# Nikon N65



## kdthomas (May 19, 2016)

OK, I just got a chance to buy a N65 ... All of my lenses are Nikon and have been bought in the last two years. It shouldn't tear up my lenses, and they should work okay with this camera, yes?

The owner gave to me the camera to test-drive with a roll of ISO 800 and a Quantaray 28-90 lens, but the thing doesn't auto-focus .. Hmmm. Batteries seem okay, show up with a "full" indicator on the LCD, but they may be old.

I'm thinking I'll offer $50 for the body, $75 with the lens?


----------



## DarkShadow (May 19, 2016)

Your DX glass will vignette probably pretty bad but will work.You can find some clean N80 for around that price range perhaps a tad more and far better camera In everyway. I use to have one,I considered it a poor mans F100.IMO I would pass on it the N65.


----------



## fmw (May 19, 2016)

Ebay has N65 bodies for $30.  If your recently purchased lenses are DX lenses then they won't cover the entire frame.  If they are G lenses you won't be able to adjust aperture so they won't work at all.  Personally I would pass and find a used D80 or some other digital Nikon.  There are good reasons that 35mm film cameras are obsolete.


----------



## jcdeboever (May 19, 2016)

fmw said:


> Ebay has N65 bodies for $30.  If your recently purchased lenses are DX lenses then they won't cover the entire frame.  If they are G lenses you won't be able to adjust aperture so they won't work at all.  Personally I would pass and find a used D80 or some other digital Nikon.  There are good reasons that 35mm film cameras are obsolete.


Really? Have you ever processed film besides at Walmart?

Sent from my XT1254 using Tapatalk


----------



## fmw (May 20, 2016)

jcdeboever said:


> fmw said:
> 
> 
> > Ebay has N65 bodies for $30.  If your recently purchased lenses are DX lenses then they won't cover the entire frame.  If they are G lenses you won't be able to adjust aperture so they won't work at all.  Personally I would pass and find a used D80 or some other digital Nikon.  There are good reasons that 35mm film cameras are obsolete.
> ...



Thousands of rolls.  Mostly Ektachrome.
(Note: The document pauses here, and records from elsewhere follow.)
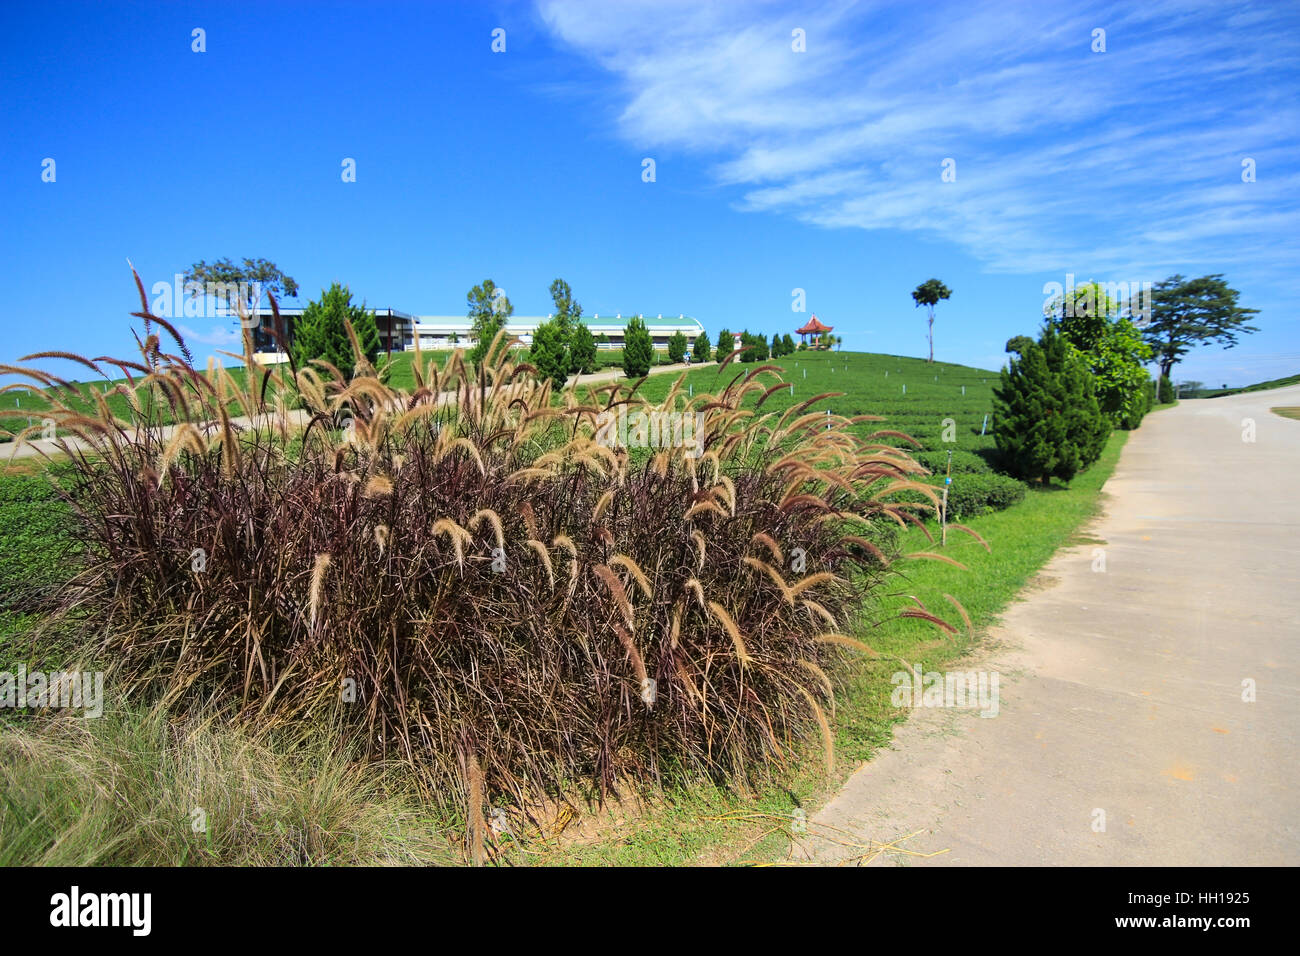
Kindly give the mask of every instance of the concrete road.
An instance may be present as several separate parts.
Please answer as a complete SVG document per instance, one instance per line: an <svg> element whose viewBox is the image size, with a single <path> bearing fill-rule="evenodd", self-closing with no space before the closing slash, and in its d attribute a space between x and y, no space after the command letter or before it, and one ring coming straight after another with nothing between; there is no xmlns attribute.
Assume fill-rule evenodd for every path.
<svg viewBox="0 0 1300 956"><path fill-rule="evenodd" d="M1089 528L1104 543L1059 552L963 663L1000 675L998 715L916 709L809 833L916 833L904 847L938 853L878 864L1300 864L1300 421L1269 411L1285 405L1300 387L1151 415ZM863 852L810 836L793 856Z"/></svg>

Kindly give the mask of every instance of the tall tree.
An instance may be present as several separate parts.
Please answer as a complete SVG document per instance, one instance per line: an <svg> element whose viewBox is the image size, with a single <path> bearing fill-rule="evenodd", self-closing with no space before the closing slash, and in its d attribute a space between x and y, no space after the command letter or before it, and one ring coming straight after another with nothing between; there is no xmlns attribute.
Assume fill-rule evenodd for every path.
<svg viewBox="0 0 1300 956"><path fill-rule="evenodd" d="M242 291L243 305L253 305L258 289L274 293L278 298L293 298L298 294L298 283L280 271L269 259L244 259L235 265L229 258L217 259L209 264L200 259L186 270L185 283L197 282L205 290L212 290L230 308L235 307L236 290Z"/></svg>
<svg viewBox="0 0 1300 956"><path fill-rule="evenodd" d="M481 285L470 289L465 295L465 305L470 318L470 337L474 340L466 358L478 365L487 356L496 334L515 314L515 307L491 279L484 279Z"/></svg>
<svg viewBox="0 0 1300 956"><path fill-rule="evenodd" d="M1222 274L1199 279L1175 275L1156 283L1151 322L1143 335L1155 351L1161 378L1168 378L1193 346L1215 342L1230 349L1237 344L1238 335L1259 331L1246 324L1259 309L1239 306L1239 294L1228 287ZM1168 401L1164 395L1161 399Z"/></svg>
<svg viewBox="0 0 1300 956"><path fill-rule="evenodd" d="M934 361L934 307L943 299L952 295L952 290L940 282L938 279L926 279L912 292L912 299L916 302L917 308L925 306L930 313L930 320L927 324L930 335L930 359Z"/></svg>
<svg viewBox="0 0 1300 956"><path fill-rule="evenodd" d="M559 320L560 329L568 335L582 318L582 306L574 301L573 289L563 279L551 283L551 301L555 303L555 318Z"/></svg>
<svg viewBox="0 0 1300 956"><path fill-rule="evenodd" d="M569 374L573 375L582 371L573 356L573 333L582 324L582 306L574 300L573 289L563 279L551 283L551 302L555 305L553 314L569 351Z"/></svg>
<svg viewBox="0 0 1300 956"><path fill-rule="evenodd" d="M294 362L301 367L313 359L322 359L342 372L345 380L351 379L362 363L348 338L347 323L356 333L363 361L373 367L380 348L375 315L365 306L353 305L348 287L337 282L302 310L291 346Z"/></svg>
<svg viewBox="0 0 1300 956"><path fill-rule="evenodd" d="M654 356L654 342L645 320L639 315L632 316L623 329L623 374L628 378L649 374Z"/></svg>
<svg viewBox="0 0 1300 956"><path fill-rule="evenodd" d="M198 283L203 290L201 294L211 294L236 315L241 305L245 312L265 305L264 301L258 301L262 292L270 292L277 299L292 299L298 295L298 283L270 259L244 259L240 265L229 257L212 263L200 259L185 271L182 280L187 286ZM294 332L293 324L288 322L280 330L287 345L293 344ZM269 330L260 326L254 329L253 337L255 348L269 345L273 338Z"/></svg>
Why do you ask?


----------



## jcdeboever (May 20, 2016)

fmw said:


> jcdeboever said:
> 
> 
> > fmw said:
> ...


Because you said film cameras are obsolete.

Sent from my XT1254 using Tapatalk


----------



## fmw (May 20, 2016)

jcdeboever said:


> fmw said:
> 
> 
> > jcdeboever said:
> ...



All you have to do is consider how many film cameras are being produced today vs. digital.  Just look at the options for film availability today.  Film cameras are obsolete.  No doubt about that.  That doesn't mean you can't enjoy them and use them. 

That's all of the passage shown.